Back to Projects

PDF Question Answering System

ROLE

Personal Project

TECHNOLOGIES

Python, FastAPI, PostgreSQL, pgvector, Ollama, Docker, Redis, RabbitMQ

GITHUB

Brief

BookRAG is a production-ready Retrieval-Augmented Generation system for querying PDF documents using local AI models. The system runs entirely on-premises, ensuring complete data privacy without requiring any cloud services or API keys.

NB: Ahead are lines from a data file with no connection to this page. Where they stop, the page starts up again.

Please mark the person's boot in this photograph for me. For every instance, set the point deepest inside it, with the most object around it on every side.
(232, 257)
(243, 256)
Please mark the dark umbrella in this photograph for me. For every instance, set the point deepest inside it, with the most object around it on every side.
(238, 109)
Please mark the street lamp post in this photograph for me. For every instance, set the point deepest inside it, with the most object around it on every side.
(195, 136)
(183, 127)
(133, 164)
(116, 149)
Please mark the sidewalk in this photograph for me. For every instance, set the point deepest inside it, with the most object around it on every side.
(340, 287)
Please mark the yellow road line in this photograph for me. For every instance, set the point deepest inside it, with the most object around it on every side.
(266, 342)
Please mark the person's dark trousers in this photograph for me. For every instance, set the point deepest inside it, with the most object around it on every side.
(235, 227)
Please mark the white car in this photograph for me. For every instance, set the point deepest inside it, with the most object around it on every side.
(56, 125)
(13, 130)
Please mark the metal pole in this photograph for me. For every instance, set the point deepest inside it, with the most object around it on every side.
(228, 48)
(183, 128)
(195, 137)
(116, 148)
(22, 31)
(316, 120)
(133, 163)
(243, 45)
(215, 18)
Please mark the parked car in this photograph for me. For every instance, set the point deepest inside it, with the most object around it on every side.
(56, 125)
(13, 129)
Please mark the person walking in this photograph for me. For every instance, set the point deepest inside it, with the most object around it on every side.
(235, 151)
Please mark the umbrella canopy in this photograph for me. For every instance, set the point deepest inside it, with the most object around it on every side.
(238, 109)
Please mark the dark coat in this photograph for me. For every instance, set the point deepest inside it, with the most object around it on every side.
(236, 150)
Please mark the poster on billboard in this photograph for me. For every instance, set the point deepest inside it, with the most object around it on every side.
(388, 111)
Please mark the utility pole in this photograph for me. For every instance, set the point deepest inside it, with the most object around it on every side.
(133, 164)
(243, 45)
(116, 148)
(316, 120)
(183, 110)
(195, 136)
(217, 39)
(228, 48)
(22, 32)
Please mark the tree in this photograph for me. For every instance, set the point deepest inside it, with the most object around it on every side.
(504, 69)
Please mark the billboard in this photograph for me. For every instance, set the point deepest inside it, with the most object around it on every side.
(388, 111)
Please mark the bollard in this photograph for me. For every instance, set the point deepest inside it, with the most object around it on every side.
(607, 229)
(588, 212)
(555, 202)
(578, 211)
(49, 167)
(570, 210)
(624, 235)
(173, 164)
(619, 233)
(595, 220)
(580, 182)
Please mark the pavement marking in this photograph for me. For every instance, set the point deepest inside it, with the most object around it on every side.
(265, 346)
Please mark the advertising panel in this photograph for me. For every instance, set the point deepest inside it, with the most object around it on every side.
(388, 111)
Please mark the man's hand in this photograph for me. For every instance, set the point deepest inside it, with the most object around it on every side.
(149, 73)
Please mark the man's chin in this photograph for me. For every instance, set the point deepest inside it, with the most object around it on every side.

RAG systems combine the power of large language models with the ability to search through specific documents, enabling accurate question-answering based on document content. This approach is more reliable than asking an LLM questions directly, as it grounds responses in actual document text.

Implementation

Built a complete RAG pipeline with production-grade infrastructure:

Designed a FastAPI backend with endpoints for document upload, processing status, and natural language querying
Implemented document processing using LangChain to split PDFs into chunks and generate embeddings via Ollama
Configured PostgreSQL with pgvector extension for efficient vector similarity search using cosine similarity
Set up asynchronous processing with RabbitMQ workers to handle document ingestion in the background
Added Redis caching layer to improve response times for repeated queries
Containerized the entire stack using Docker Compose for easy deployment

Technical Details

The system follows a microservices architecture with clear separation of concerns:

Document Processing Pipeline

Upload: PDFs are uploaded via API endpoint and queued for processing
Extract: Background workers extract text and split it into manageable chunks
Embed: Each chunk is converted to vector embeddings using Ollama's nomic-embed-text model
Store: Embeddings are stored in PostgreSQL with pgvector for similarity search

Query Pipeline

Embed Query: User questions are converted to vector embeddings
Search: Most similar document chunks are retrieved using cosine similarity
Context Assembly: Retrieved chunks provide context for the LLM
Generate: Ollama's Llama 3.2 generates answers based on document context
Cache: Responses are cached in Redis for improved performance

Key Features

Asynchronous Processing

Document processing happens in background workers via RabbitMQ, allowing users to upload large PDFs without blocking the API. Status endpoints provide real-time updates on processing progress.

Vector Similarity Search

Uses PostgreSQL's pgvector extension for efficient similarity search across document embeddings, enabling fast retrieval of relevant content from large document collections.

Privacy-Focused Design

All processing happens locally using Ollama models. No data leaves the local environment, making it suitable for sensitive documents.

Technical Challenges

Addressed several challenges in building a production-ready RAG system:

Chunking Strategy: Implemented recursive text splitting with overlap to maintain context across chunk boundaries while keeping chunks within embedding model limits
Vector Search Optimization: Configured pgvector indexes and tuned similarity thresholds to balance retrieval accuracy with performance
Model Performance: Worked around cold start times for Ollama models by implementing health checks and warm-up procedures
System Coordination: Used Docker Compose with proper service dependencies and health checks to ensure reliable startup across multiple containers

Takeaways

This project provided hands-on experience with the complete RAG architecture, from document processing to response generation. I learned about vector databases and similarity search algorithms, how to design asynchronous processing systems, and the practical considerations of deploying LLM-based applications. The focus on local deployment highlighted the importance of system design choices when working with resource-intensive models.